Another aspect of our freedom is the right to breathe clean air, to drink clean water and to live in an environment that does not make us sick. We must applaud those who struggle to protect our rights to a healthy environment. And clearly, there is still much work to be done to ensure our privacy, another area in which many good people and organizations deserve recognition for their work.

Freedom, if it is to be understood fully, is not simply a matter of ensuring a level playing field for all under the rule of law, as important as that is. Another critical freedom is the “Freedom from Want,” as articulated by President Roosevelt in his famous 1941 Four Freedoms Speech. Many have struggled long and hard to ensure workers receive adequate remuneration for their labor; that they have safe working conditions; and that there is a social safety net that provides a modicum to those who cannot work or cannot find work. These rights are still a work in progress.

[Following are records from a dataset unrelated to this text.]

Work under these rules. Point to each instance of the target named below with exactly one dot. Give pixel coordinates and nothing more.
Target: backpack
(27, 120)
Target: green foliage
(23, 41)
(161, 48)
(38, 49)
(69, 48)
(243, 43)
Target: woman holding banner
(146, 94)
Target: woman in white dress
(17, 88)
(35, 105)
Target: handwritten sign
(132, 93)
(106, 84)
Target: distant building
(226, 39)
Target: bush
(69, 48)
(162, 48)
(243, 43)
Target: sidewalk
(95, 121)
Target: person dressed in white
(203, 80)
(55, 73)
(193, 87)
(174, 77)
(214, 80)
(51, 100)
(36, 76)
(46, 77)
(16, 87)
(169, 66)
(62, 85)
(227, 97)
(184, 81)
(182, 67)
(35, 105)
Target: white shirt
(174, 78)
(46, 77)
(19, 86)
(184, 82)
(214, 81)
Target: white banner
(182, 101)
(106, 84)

Likewise, Roosevelt declared that we should all have the “Freedom from Fear.” He defined this as “a world-wide reduction of armaments to such a point and in such a thorough fashion that no nation will be in a position to commit an act of physical aggression against any neighbor—anywhere in the world.” He made this statement before nuclear weapons had emerged as the ultimate cause for fear, threatening omnicide. Clearly, though, the logic of his speech must be applied to these as well. Activists who have worked tirelessly for decades to promote disarmament in general and nuclear disarmament in particular should also be recognized for their contributions, although much more work remains to be done.

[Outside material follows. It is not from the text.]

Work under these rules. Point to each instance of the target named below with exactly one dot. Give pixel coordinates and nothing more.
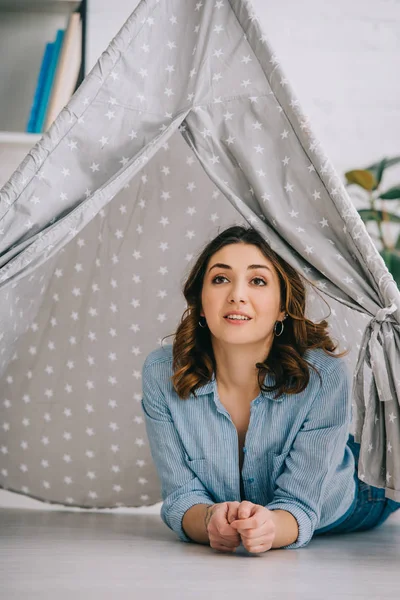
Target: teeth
(238, 317)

As we consider the origins of our freedom, it is important to be clear as to who is working to promote and expand that freedom, and also to recognize who is seeking to restrict it.

It seems that those who are boisterous cheerleaders for war, and want to give a virtual blank check to military spending, are often on the side of restricting freedom. From attacking workers’ rights to making voting more difficult, from opposing marriage equality to attacking reproductive rights, from cutting food stamps for the needy to opposing minimum wages we see constant attacks on our freedom coming from the Right.

Those who urge us to “Thank Veterans for your Freedom,” seem to believe that the biggest threats come from without and must be resisted with military force. Looking closer, far greater threats come from within our own society. So, we all can, and should, be freedom fighters. There is much heavy lifting to be done today. With much at stake, we are the ones who must each do our share.